I was so over the fighting. I had been wrestling with one of my foster daughters over the subject of appropriate clothing choices. “Go back into your room and change out of that mini- skirt,” I told her. “You can’t go to school like that . . .” She had gone into her room and slammed the door. I knew what was next; we watched this channel yesterday. She’d emerge in something I had bought her. I’d smile and tell her she looked cute. She’d stomp out the door, where I knew as soon as she turned the corner she’d pull off the clothes I approved, and reveal the micromini she had on underneath.
It was just one of many hills we were dying on.
Finally, I sought the counsel of a psychologist. He watched us for a day or two and then drew a picture of a tree, labeling it in three parts. “Beth,” he started, “I want you to imagine the foliage of the tree as the attitudes and actions of your foster daughter. It’s the part you see. Now, I want you to picture the trunk as her self-image. It’s what feeds her attitude and actions. It has been built over many experiences and over a long period of time. Finally, I want you to see the roots of this tree as her understanding of truth, specifically God’s truth.”
He continued, “The problem is every time you talk to her about her attitude and actions, it’s like you’re cutting off the top of the tree. I don’t know how much you understand horti- culture, but every time you cut off the top of a tree, it just grows back twice as strong.
“Her decision to dress inappropriately is directly linked to her self-image. She doesn’t see herself as having value. She is worth something only when she is herself plus a short skirt. Your comments to her are like cutting off the top of the tree when what you are really dealing with is a trunk issue. This trunk, or self-image, is linked to her root system, which is embedded with significant lies. The garden of her heart requires tending, and she must pull out the lies. She’s in need of an infusion of God’s truth.”
“Here’s what I want you to do,” he went on. “Spend the next several months—how about we say three?—just focusing on the roots. Fill your language with what’s true about God. Tell her what’s true about her.. Meanwhile, don’t address her attitudes or actions at all, unless she is going to hurt herself or someone else.”
I had been tracking with him until this point. “At all?” I managed to squeak out. “Not ‘Did you do your homework?’ or ‘Get off the phone,’ nothing about Internet usage, curfew, clothing, dishes, laundry, eye rolling, nothing?”
I honestly wasn’t sure I had it in me.
But desperation is a powerful motivator, and so as best as I could, I spoke to her only in statements reflecting God’s truths for weeks on end. It was like I was speaking a foreign language.
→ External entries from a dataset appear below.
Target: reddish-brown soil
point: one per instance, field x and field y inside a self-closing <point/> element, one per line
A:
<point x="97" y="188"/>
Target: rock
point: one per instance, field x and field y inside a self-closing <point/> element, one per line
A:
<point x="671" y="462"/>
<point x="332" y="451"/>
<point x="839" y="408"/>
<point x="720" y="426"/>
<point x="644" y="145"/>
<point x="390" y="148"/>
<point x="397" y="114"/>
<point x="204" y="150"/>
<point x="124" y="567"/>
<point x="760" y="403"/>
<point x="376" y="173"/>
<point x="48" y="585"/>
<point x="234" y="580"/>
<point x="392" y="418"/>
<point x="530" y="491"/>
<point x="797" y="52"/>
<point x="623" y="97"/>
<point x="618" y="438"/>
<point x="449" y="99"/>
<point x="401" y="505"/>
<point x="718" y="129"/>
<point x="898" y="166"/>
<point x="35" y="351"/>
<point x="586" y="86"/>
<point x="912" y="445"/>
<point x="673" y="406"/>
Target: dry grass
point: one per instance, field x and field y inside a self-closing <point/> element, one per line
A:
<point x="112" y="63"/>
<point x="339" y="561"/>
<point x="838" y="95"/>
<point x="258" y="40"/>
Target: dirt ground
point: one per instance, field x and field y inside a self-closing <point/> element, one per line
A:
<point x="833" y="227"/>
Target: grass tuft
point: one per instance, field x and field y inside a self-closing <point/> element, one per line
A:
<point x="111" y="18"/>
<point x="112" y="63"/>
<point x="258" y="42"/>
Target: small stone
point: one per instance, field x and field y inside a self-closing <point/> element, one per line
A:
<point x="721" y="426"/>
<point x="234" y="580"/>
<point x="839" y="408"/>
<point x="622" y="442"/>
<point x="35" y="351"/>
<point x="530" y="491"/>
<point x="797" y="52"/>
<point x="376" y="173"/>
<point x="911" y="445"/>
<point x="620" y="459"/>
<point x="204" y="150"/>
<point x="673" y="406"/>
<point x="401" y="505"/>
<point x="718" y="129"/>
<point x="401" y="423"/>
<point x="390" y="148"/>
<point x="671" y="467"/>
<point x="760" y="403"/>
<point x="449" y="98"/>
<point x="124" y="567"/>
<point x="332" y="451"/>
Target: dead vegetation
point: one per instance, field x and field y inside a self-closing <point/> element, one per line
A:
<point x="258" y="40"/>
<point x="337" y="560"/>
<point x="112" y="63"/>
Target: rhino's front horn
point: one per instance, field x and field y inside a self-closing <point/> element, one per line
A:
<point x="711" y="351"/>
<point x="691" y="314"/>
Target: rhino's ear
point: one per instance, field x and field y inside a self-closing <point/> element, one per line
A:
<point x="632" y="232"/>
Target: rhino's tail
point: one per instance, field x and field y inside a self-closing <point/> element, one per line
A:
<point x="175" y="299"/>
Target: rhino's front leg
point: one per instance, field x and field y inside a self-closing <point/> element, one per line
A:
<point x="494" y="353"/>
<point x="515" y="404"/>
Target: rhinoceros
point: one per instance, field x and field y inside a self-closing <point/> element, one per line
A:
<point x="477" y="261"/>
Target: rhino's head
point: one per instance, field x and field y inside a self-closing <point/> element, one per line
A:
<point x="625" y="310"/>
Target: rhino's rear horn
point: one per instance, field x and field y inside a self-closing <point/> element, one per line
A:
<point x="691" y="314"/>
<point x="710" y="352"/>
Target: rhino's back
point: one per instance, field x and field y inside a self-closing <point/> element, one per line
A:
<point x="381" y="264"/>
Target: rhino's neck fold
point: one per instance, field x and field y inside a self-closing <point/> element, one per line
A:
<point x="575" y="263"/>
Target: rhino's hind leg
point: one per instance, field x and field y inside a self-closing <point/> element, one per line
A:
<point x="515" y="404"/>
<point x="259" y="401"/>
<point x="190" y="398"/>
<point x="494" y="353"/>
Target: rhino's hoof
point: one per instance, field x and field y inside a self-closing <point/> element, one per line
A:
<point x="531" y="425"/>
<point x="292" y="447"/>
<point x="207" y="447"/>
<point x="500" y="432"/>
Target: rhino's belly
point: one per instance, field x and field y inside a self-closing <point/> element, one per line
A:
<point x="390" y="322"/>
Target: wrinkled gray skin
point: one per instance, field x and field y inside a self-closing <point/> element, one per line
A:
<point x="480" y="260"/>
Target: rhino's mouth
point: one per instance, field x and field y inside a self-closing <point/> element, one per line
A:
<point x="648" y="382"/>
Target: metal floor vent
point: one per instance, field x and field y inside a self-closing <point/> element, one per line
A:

I hate confessing it was harder than I wanted it to be.
She would come home telling me how someone provoked her with a nasty comment at school, and I said, “Regardless if they see it, you have incredible value and are wonderfully made.” She would lament about how everyone had spring break plans but her, and I whispered, “God has big plans for you, full of hope.”
My tongue practically bled.
However, something was clearly shifting. I started to become more fluent in this language of truth and liked who I was when I was around her. She didn’t always look so poised to strike when I approached, and I liked who she was around me. She listened closer when I spoke, and her reactions slowed while she processed my comments.
Sure enough, months into this new practice, she bent her stubborn knee before Jesus and prayed her way into the kingdom.
She and I are both still working out our faith with fear and trembling. As I saw fruit born in her life through the process of root pulling, I joined her by looking at the metaphorical garden of my own heart and how the roots there fed my own self-image. I would’ve rather looked at just her tree, but she wasn’t a project; she was iron scraping against my iron.
God uses my family regularly in my sanctification. He reminded me through this story- gospel sharing and gospel living starts at home.